IGN: Thanks for playing! For my last question, I read in an interview that for Ocarina of Time 3D, you had requested for the development team to stay faithful to the original N64 sound. Why did you think that was important? Why not remaster the music, similar to the way a game company would remaster graphics?

Kondo: As far as cleaning up the quality of the sound itself, of course that’s something we wanted to do. We did have them go through and make sure we took out miscellaneous impurities in the sound. But the way the gameplay and the music were tied together through tempo was something we really took a lot of time adjusting and making just right in the original.
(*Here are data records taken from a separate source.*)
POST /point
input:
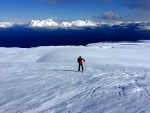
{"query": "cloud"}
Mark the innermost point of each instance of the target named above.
(108, 16)
(61, 1)
(138, 4)
(103, 2)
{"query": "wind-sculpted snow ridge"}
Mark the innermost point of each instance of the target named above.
(6, 24)
(46, 80)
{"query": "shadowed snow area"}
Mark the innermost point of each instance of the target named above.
(45, 79)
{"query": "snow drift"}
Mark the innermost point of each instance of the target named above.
(45, 79)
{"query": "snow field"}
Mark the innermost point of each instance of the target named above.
(45, 79)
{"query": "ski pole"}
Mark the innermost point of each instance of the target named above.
(85, 66)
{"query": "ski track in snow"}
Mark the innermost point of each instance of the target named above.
(48, 87)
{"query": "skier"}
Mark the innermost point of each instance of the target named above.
(80, 63)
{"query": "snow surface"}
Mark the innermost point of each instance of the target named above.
(6, 24)
(45, 79)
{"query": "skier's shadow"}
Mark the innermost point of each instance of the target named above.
(64, 70)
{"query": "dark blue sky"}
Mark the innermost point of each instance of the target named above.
(98, 10)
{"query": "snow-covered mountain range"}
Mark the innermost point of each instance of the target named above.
(50, 23)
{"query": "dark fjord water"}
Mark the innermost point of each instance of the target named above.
(32, 37)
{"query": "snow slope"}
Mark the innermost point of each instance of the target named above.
(6, 24)
(45, 79)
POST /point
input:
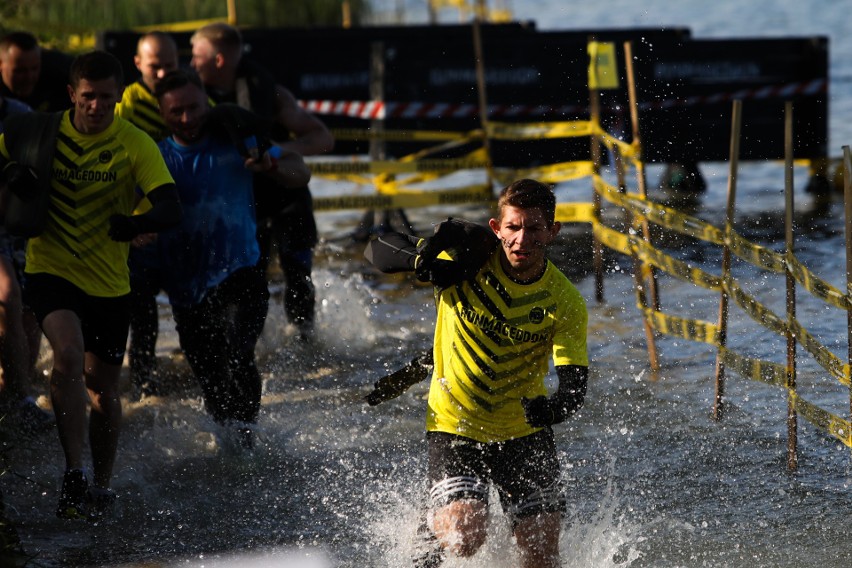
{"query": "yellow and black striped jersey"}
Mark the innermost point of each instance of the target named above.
(494, 339)
(94, 176)
(140, 106)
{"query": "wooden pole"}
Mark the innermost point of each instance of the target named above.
(640, 165)
(377, 144)
(789, 209)
(847, 200)
(639, 267)
(597, 247)
(346, 14)
(650, 340)
(736, 120)
(232, 12)
(483, 99)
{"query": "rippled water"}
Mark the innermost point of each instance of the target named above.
(651, 479)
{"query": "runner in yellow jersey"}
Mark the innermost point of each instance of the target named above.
(503, 313)
(77, 279)
(156, 56)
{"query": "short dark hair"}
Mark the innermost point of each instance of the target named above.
(96, 66)
(529, 194)
(177, 79)
(25, 41)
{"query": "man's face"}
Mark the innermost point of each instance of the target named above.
(204, 60)
(184, 111)
(94, 104)
(20, 70)
(154, 60)
(524, 235)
I was worried that when they were doing the 3DS version, with the increased processing power, that the game might play a bit differently, and we didn’t want the music to be sped up even slightly, or slowed down even slightly, based on the technology they were using. All I asked was that they paid a lot of attention to how the music interacted with the game, and that the tempo had the same balance. We didn’t want to lose the way that worked in the original game. I just asked that they stayed true to that. For instance, the transition between music and sound effects.

As you know, a lot of times music is about not just what’s playing, but when it’s not playing, and how that silence impacts the time when there is sound. That’s just one area where, again, the tempo had a huge role in how the game felt when being played.”

It appears Koji Kondo was worried about how the music interacted with the game, since a lot of fine tuning went into the original release. As he noted, a few missteps were cleaned up, but generally speaking they used the original tracks as they were in 1998. This probably is a telling sign that the music won’t be retouched in Majora’s Mask 3D either, which releases early in 2015.